Bicycle with a mount for a MP44 and a tellermine.
Young Volkssturm soldiers (14/16 years old) on bikes equipped with special Panzerfaust racks in Frankfurt an der Oder, January 1945. Each bike could carry 2 disposable rocket weapons, to be used against enemy armour; to cope with Russian infantry each boy was given also a rifle.
Contrary to popular belief the German Army was not fully motorised at the outbreak of war. The Treaty of Versailles had severely limited the Army's resources, especially within motorisation. A large part of the Infantry were required to move on foot and therefore it seemed logical to utilise non-motorised forms of transport such as horses and bicycles. These forms of transport continued throughout the war and towards the end the reduced manufacture of motorised vehicles and lack of fuel resources forced OKW (Oberkommando der Wermacht - The High Command of the Armed Forces) to utilise more non- motorised forms of transport. In 1943 the production of bicycles was estimated at 1.2 million. Although the exact number is not known, the largest part of this production was initiated by military demands.
All units of Infantry and even motorised divisions included bicycles in their standard equipment. The reorganisation of the army in the mid 1930's stated that the first battalion of each infantry regiment should be equipped with bicycles and throughout the war, in the majority of infantry regiments, this was the case. Each regiment had a reconnaissance section, which were either on horseback or bicycles (Regiment Radfahrer / Reiterzug) or sometimes a combination of the two. The HQ staff of infantry regiments were issued five bicycles, as were pioneer battalions. Later in the war all units had bicycles issued, especially sections whose role was as despatch riders.
The cavalry, at the start of the war, had fifteen regiments. Each of these regiments included a small section of motorised vehicles and a battalion of bicycles. In 1941 the attack in the east against the Soviet Republic showed the unsuitability of combining horse mounted troops and bicycle units. During the muddy period in autumn of that year the horses retained good mobility whilst the bicycle became a burden. Within the cavalry the bicycle battalion was eventually phased out by 1943, however the cavalry itself became practically non-existent having been reduced to three regiments by this time.

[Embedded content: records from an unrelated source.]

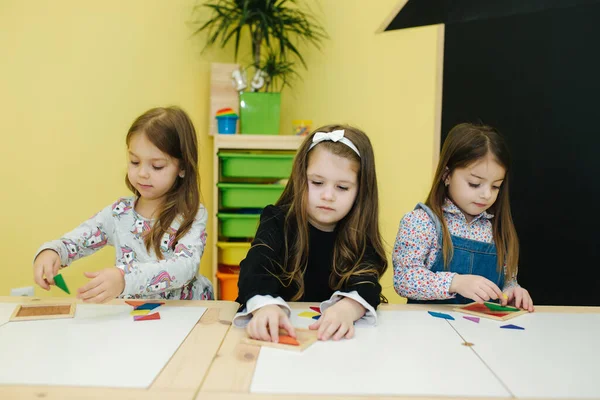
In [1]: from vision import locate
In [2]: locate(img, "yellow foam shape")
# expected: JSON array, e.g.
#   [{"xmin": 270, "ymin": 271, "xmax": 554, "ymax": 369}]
[
  {"xmin": 130, "ymin": 310, "xmax": 152, "ymax": 315},
  {"xmin": 298, "ymin": 311, "xmax": 321, "ymax": 318}
]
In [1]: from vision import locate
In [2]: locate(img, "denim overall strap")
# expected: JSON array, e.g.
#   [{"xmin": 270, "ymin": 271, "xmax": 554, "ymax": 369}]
[{"xmin": 408, "ymin": 203, "xmax": 504, "ymax": 304}]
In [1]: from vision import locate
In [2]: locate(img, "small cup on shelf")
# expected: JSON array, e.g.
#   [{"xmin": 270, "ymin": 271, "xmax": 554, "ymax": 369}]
[
  {"xmin": 292, "ymin": 119, "xmax": 312, "ymax": 136},
  {"xmin": 216, "ymin": 108, "xmax": 238, "ymax": 135}
]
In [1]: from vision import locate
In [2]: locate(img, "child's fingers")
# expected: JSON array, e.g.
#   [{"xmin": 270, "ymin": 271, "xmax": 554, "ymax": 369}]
[
  {"xmin": 83, "ymin": 291, "xmax": 108, "ymax": 304},
  {"xmin": 33, "ymin": 265, "xmax": 50, "ymax": 290},
  {"xmin": 77, "ymin": 278, "xmax": 103, "ymax": 300},
  {"xmin": 486, "ymin": 279, "xmax": 502, "ymax": 299},
  {"xmin": 79, "ymin": 284, "xmax": 106, "ymax": 301},
  {"xmin": 475, "ymin": 287, "xmax": 490, "ymax": 301},
  {"xmin": 52, "ymin": 257, "xmax": 61, "ymax": 280},
  {"xmin": 515, "ymin": 290, "xmax": 523, "ymax": 308},
  {"xmin": 470, "ymin": 293, "xmax": 484, "ymax": 304},
  {"xmin": 246, "ymin": 319, "xmax": 258, "ymax": 339},
  {"xmin": 269, "ymin": 316, "xmax": 279, "ymax": 343},
  {"xmin": 308, "ymin": 317, "xmax": 323, "ymax": 331},
  {"xmin": 333, "ymin": 324, "xmax": 348, "ymax": 341},
  {"xmin": 255, "ymin": 318, "xmax": 271, "ymax": 341},
  {"xmin": 346, "ymin": 324, "xmax": 354, "ymax": 339},
  {"xmin": 44, "ymin": 262, "xmax": 56, "ymax": 285},
  {"xmin": 279, "ymin": 316, "xmax": 296, "ymax": 338},
  {"xmin": 317, "ymin": 317, "xmax": 331, "ymax": 340},
  {"xmin": 321, "ymin": 321, "xmax": 340, "ymax": 340}
]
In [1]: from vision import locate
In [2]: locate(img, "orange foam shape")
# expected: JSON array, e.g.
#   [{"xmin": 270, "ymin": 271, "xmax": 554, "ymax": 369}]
[{"xmin": 279, "ymin": 335, "xmax": 300, "ymax": 346}]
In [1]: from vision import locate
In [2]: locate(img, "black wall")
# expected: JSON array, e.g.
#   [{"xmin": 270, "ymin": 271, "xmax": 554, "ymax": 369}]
[{"xmin": 442, "ymin": 4, "xmax": 600, "ymax": 305}]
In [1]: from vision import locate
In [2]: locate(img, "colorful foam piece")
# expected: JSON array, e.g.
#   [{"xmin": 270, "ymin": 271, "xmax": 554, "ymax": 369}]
[
  {"xmin": 135, "ymin": 303, "xmax": 163, "ymax": 310},
  {"xmin": 500, "ymin": 324, "xmax": 525, "ymax": 331},
  {"xmin": 54, "ymin": 274, "xmax": 71, "ymax": 294},
  {"xmin": 129, "ymin": 310, "xmax": 150, "ymax": 316},
  {"xmin": 133, "ymin": 313, "xmax": 160, "ymax": 321},
  {"xmin": 279, "ymin": 335, "xmax": 300, "ymax": 346},
  {"xmin": 298, "ymin": 311, "xmax": 321, "ymax": 318},
  {"xmin": 125, "ymin": 300, "xmax": 146, "ymax": 307},
  {"xmin": 462, "ymin": 303, "xmax": 510, "ymax": 317},
  {"xmin": 483, "ymin": 301, "xmax": 519, "ymax": 312},
  {"xmin": 427, "ymin": 311, "xmax": 454, "ymax": 321}
]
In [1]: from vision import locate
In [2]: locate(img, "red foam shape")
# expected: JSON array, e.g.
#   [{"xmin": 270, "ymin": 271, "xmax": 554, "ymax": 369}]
[
  {"xmin": 279, "ymin": 335, "xmax": 300, "ymax": 346},
  {"xmin": 133, "ymin": 313, "xmax": 160, "ymax": 321},
  {"xmin": 462, "ymin": 303, "xmax": 510, "ymax": 317}
]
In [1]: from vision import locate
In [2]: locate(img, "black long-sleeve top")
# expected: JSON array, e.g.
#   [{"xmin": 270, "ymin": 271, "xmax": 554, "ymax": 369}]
[{"xmin": 237, "ymin": 206, "xmax": 381, "ymax": 309}]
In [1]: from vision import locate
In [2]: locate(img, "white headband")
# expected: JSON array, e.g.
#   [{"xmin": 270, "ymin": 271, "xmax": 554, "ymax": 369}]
[{"xmin": 308, "ymin": 129, "xmax": 360, "ymax": 157}]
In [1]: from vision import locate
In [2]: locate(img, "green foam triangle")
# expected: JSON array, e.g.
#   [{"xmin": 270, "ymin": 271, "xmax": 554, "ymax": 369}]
[{"xmin": 54, "ymin": 274, "xmax": 71, "ymax": 294}]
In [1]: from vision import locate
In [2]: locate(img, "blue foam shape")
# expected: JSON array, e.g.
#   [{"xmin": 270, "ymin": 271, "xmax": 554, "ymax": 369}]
[
  {"xmin": 427, "ymin": 311, "xmax": 454, "ymax": 321},
  {"xmin": 500, "ymin": 324, "xmax": 525, "ymax": 331}
]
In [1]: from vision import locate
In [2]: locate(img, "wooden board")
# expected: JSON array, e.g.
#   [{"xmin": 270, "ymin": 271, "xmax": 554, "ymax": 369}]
[
  {"xmin": 248, "ymin": 307, "xmax": 510, "ymax": 398},
  {"xmin": 242, "ymin": 328, "xmax": 317, "ymax": 351},
  {"xmin": 9, "ymin": 303, "xmax": 75, "ymax": 322},
  {"xmin": 453, "ymin": 302, "xmax": 528, "ymax": 321}
]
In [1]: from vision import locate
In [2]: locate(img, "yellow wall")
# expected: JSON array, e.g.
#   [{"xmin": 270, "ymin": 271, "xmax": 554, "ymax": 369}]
[{"xmin": 0, "ymin": 0, "xmax": 438, "ymax": 301}]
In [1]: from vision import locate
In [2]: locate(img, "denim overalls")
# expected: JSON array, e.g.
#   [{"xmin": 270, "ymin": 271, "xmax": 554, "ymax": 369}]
[{"xmin": 408, "ymin": 203, "xmax": 504, "ymax": 304}]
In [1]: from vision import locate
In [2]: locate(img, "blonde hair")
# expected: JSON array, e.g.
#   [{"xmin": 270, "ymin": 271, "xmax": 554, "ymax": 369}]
[
  {"xmin": 276, "ymin": 125, "xmax": 387, "ymax": 302},
  {"xmin": 425, "ymin": 123, "xmax": 519, "ymax": 278},
  {"xmin": 125, "ymin": 107, "xmax": 200, "ymax": 260}
]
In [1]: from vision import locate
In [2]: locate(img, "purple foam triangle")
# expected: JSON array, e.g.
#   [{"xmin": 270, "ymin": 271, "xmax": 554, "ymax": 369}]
[
  {"xmin": 427, "ymin": 311, "xmax": 454, "ymax": 320},
  {"xmin": 500, "ymin": 324, "xmax": 525, "ymax": 331}
]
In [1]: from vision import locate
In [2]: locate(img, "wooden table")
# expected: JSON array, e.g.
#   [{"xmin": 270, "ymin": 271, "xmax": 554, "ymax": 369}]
[
  {"xmin": 196, "ymin": 303, "xmax": 600, "ymax": 400},
  {"xmin": 0, "ymin": 296, "xmax": 238, "ymax": 400}
]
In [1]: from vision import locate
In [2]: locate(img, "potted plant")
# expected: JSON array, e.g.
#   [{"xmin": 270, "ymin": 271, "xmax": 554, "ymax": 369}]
[{"xmin": 194, "ymin": 0, "xmax": 327, "ymax": 134}]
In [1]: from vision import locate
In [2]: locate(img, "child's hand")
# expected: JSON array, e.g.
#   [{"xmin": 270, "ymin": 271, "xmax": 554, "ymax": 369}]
[
  {"xmin": 504, "ymin": 286, "xmax": 535, "ymax": 312},
  {"xmin": 450, "ymin": 274, "xmax": 503, "ymax": 303},
  {"xmin": 33, "ymin": 249, "xmax": 60, "ymax": 290},
  {"xmin": 77, "ymin": 267, "xmax": 125, "ymax": 303},
  {"xmin": 308, "ymin": 297, "xmax": 366, "ymax": 340},
  {"xmin": 246, "ymin": 304, "xmax": 296, "ymax": 343}
]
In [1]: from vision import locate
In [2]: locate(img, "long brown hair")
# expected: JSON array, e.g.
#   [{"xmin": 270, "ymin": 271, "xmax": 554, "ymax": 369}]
[
  {"xmin": 125, "ymin": 107, "xmax": 200, "ymax": 260},
  {"xmin": 425, "ymin": 123, "xmax": 519, "ymax": 277},
  {"xmin": 276, "ymin": 125, "xmax": 387, "ymax": 302}
]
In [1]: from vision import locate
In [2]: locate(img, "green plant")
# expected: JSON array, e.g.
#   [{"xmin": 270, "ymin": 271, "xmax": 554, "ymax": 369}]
[{"xmin": 194, "ymin": 0, "xmax": 327, "ymax": 91}]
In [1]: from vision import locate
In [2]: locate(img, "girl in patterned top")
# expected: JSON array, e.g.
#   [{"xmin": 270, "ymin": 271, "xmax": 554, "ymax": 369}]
[
  {"xmin": 392, "ymin": 123, "xmax": 534, "ymax": 311},
  {"xmin": 33, "ymin": 107, "xmax": 213, "ymax": 303}
]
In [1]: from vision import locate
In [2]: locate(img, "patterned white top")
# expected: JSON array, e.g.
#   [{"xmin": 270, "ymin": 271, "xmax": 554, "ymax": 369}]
[
  {"xmin": 36, "ymin": 197, "xmax": 214, "ymax": 300},
  {"xmin": 392, "ymin": 199, "xmax": 518, "ymax": 300}
]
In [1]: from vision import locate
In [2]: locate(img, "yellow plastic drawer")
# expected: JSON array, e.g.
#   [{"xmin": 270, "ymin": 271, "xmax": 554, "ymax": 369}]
[{"xmin": 217, "ymin": 242, "xmax": 251, "ymax": 265}]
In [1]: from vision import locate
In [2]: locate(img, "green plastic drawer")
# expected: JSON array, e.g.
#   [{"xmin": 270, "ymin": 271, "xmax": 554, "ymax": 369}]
[
  {"xmin": 217, "ymin": 213, "xmax": 260, "ymax": 238},
  {"xmin": 219, "ymin": 153, "xmax": 294, "ymax": 179},
  {"xmin": 217, "ymin": 183, "xmax": 285, "ymax": 208}
]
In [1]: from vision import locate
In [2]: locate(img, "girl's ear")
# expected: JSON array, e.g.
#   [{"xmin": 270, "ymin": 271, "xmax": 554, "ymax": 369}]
[{"xmin": 442, "ymin": 167, "xmax": 450, "ymax": 186}]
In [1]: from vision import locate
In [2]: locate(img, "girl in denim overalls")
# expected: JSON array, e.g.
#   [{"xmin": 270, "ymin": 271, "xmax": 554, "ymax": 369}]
[{"xmin": 392, "ymin": 123, "xmax": 533, "ymax": 311}]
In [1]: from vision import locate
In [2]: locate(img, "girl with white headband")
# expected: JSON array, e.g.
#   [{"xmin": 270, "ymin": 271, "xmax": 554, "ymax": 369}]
[{"xmin": 234, "ymin": 125, "xmax": 387, "ymax": 342}]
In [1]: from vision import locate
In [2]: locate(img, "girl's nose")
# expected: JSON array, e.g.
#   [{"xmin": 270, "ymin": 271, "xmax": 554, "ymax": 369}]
[
  {"xmin": 321, "ymin": 187, "xmax": 335, "ymax": 201},
  {"xmin": 138, "ymin": 166, "xmax": 149, "ymax": 177},
  {"xmin": 481, "ymin": 187, "xmax": 492, "ymax": 199}
]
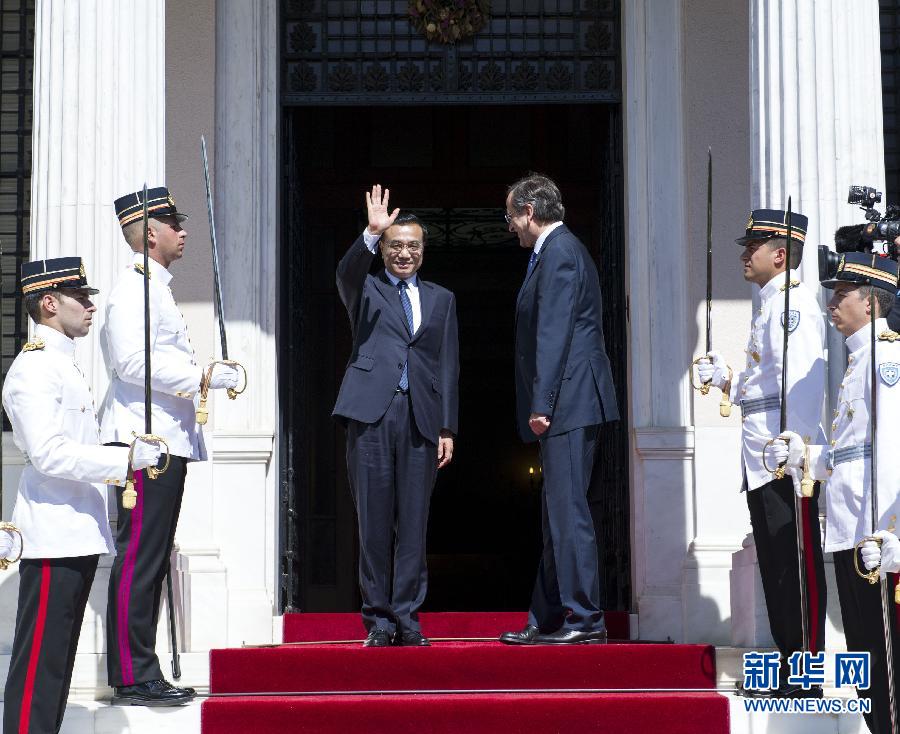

In 1945, during the closing days of the war, the allied offensive on Berlin and other major cities had placed a stranglehold on equipment and supplies, which forced the defenders to utilise any form of transport available to them. Bicycles were used in great numbers by the infantry, Volksturm (civilian volunteers) and the Hitler Youth to manoeuvre through the streets in a vain attempt to stay the onslaught.
Fahrradtruppen: A very efficient way of moving a large number of troops with their individual fighting equipment long distances so that they were able to arrive ready to fight if need be, without suffering exhaustion felt by marching troops carrying all their equipment.
During the Battle of Arnhem the Germans moved hundreds of troops up by bicycles to reinforce the area. This was done quickly and within hours and totally independent of the need to use motorised or train transportation.
The hastily assembled German Volksgrenadier divisions had a battalion of bicycle infantry, to have some mobile reserve. One infantry regiment was designated 'bicycle' (rad, or radfahrer), having one Abteilung equipped with these machines as a mobile reserve.